Ano novo, sem novidades

Geralmente, desejamos, à passagem de ano. Que esse ano recém despontado nos traga bem querenças e boas novas.

Mas nem sempre isso acontece.

Para aquele homem. De maior idade. A vida nunca lhe trouxe maiores novidades.

Tudo pra ele sempre foi um marasmo. Do trabalho pra casa era sua rotina. Sempre enfadonha, dizia.

Seu Joaquim era um trabalhador contumaz e consumido pelas lidas diárias.

Nunca lhe sobrou um tempinho sequer para se dar ao luxo de um desfrute.

Era funcionário de uma metalúrgica nas cercanias de São Paulo.

Para chegar ao trabalho tomava uma infinidade de conduções.  Acordava ao tilintar do despertador. E nem se dava ao luxo de um banho morno. Em sua casinha modesta quase sempre faltava água. Não por falta de pagamento. E sim por desleixo da companhia mantenedora dos serviços de água e esgoto.

Antes das quatro da madrugada já se punha de pé. Lavava a cara sonolenta. Vestia o velho uniforme em trapos. Penteava o que restava dos parcos cabelos. Tomava um cafezinho magro feito de véspera. Nem pão ou broa ele tinha.

Antes das cinco já estava no ponto da lotação. Morava distante léguas da fábrica de autopeças onde, em mais de vinte anos de serviço, nunca faltou um dia sequer. Era um trabalhador exemplar. Exemplo a ser seguido pelas futuras gerações.

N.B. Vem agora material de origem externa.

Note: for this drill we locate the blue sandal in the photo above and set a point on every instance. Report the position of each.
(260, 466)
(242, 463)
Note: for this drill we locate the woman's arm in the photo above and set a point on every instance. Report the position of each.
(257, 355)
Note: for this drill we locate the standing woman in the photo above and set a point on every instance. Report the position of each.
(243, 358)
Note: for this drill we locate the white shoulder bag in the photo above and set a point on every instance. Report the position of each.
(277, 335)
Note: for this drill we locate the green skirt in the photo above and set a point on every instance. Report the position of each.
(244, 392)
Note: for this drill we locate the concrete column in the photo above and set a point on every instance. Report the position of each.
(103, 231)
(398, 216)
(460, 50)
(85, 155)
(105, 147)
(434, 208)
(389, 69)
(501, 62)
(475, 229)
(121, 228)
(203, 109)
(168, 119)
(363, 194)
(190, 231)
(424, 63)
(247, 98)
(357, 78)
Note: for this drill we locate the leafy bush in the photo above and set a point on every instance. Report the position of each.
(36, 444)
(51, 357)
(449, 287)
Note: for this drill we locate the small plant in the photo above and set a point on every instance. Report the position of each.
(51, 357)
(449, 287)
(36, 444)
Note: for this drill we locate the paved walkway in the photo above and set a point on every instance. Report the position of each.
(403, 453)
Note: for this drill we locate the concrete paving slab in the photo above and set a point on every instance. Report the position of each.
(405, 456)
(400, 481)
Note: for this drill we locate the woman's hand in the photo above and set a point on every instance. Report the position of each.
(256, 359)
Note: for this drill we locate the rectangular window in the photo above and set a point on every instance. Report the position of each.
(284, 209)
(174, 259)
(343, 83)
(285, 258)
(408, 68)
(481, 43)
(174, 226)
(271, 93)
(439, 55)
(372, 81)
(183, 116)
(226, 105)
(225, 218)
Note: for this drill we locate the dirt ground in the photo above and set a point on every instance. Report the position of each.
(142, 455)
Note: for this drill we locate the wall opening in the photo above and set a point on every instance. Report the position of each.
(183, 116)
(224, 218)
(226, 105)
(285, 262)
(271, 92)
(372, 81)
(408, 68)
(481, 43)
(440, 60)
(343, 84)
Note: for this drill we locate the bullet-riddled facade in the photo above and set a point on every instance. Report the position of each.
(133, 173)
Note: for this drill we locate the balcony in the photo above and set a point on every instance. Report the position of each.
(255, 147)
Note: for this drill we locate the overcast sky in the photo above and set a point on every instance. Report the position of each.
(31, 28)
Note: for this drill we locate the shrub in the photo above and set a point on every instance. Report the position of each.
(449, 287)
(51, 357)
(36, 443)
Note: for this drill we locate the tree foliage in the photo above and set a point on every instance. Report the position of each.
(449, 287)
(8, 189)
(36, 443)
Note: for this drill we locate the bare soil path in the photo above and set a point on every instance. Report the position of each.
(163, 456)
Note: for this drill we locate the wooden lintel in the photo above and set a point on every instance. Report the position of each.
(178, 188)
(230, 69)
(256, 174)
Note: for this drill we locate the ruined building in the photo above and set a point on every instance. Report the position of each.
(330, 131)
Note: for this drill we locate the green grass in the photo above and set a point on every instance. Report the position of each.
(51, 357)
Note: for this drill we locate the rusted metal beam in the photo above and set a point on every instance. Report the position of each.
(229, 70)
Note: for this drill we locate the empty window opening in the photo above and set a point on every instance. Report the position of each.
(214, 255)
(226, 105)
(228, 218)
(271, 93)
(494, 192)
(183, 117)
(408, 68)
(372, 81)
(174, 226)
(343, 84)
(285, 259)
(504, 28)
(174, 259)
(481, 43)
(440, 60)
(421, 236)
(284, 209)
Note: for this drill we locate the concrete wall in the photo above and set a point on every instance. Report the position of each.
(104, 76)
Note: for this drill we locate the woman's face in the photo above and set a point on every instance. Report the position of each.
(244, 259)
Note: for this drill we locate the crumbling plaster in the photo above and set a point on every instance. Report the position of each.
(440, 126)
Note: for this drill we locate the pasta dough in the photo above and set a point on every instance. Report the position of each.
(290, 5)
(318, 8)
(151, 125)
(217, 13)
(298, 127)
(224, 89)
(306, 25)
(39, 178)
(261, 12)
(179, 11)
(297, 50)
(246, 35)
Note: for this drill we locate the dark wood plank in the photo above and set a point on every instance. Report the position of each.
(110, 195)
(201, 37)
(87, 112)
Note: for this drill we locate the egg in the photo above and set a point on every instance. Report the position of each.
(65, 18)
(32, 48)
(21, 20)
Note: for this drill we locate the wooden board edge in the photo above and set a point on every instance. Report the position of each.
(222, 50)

Naquele dia malogrado uma chuva sem tréguas caía desde a semana passada. Ruas alagadas, bocas de lobo entupidas. Não precisa dizer que o ônibus nesse dia não apareceu. A chuva impedia qualquer deslocamento dada à água que alagava todo entorno.

Seu Joaquim pensou em ir andando. Não era de seu costume faltar ao trabalho. Afinal quase uma vida inteira foi essa sua rotina. Da fábrica pra casa.  Sem tempo para pensar em si mesmo. Sem tempo para procurar a felicidade. Vivendo na mesma rotina desde quando entende-se por gente.

Seria uma caminhada de muitas léguas. Seu relógio mostrava cinco minutos para as cinco da manhã. A chuva caía sem parar. O céu cinzento nada de azular.

E ele ia. Tentando driblar a inclemência do tempo. Pulando poças d’água. Arregaçando a barra da calça para não ensopar.

Foi uma caminhada que durou mais de cinco longas horas. Foi um dos últimos a chegar ao trabalho. Foi, pela primeira vez, repreendido pelo gerente da firma. Que não só o ameaçou de cortar-lhe o dia inteiro. Como também impediu-lhe a folga do final de ano.

Mas Seu Joaquim já estava acostumado a ser tratado daquele jeito. Não seria mais um que iria tirar-lhe o bom humor costumeiro. Simplesmente sorriu e se desculpou.

Foi um dia exaustivo de trabalho. Sempre ele a fazer as peças. Encaixotá-las e encaminhá-las ao destinatário.

Aquele dia terminou a mesma hora de sempre. De volta à casa a chuva continuava a cair.

A condução atrasou mais de duas horas. O retorno pra casa foi andando como da vinda.

Já era tarde, quase noite. A escuridão dominava o ambiente.

Não bastasse tamanho infortúnio ainda faltou luz na sua casinha modesta. Tomar banho só frio. Dormiu um sono profundo. Acordou no ano novo sentindo-se refeito das agruras por que tinha passado.

Foi quando se lembrou que tinha de voltar ao serviço no primeiro dia do ano. Folga, nem pensar.

De novo o caminho da fábrica foi feito pelas próprias pernas. A chuva continuava. Naquele feriado só ele foi trabalhar.

Foi quando nos encontramos. No meio do caminho.

Interpelei-o com essas palavras.

“E ai Seu Joaquim? Como foi de passagem de ano”?

E ele me respondeu num piscar de olhos, pois estava apressado para chegar ao trabalho.

“Ah! Pra mim ano novo sempre foi como esse. Sem novidades”.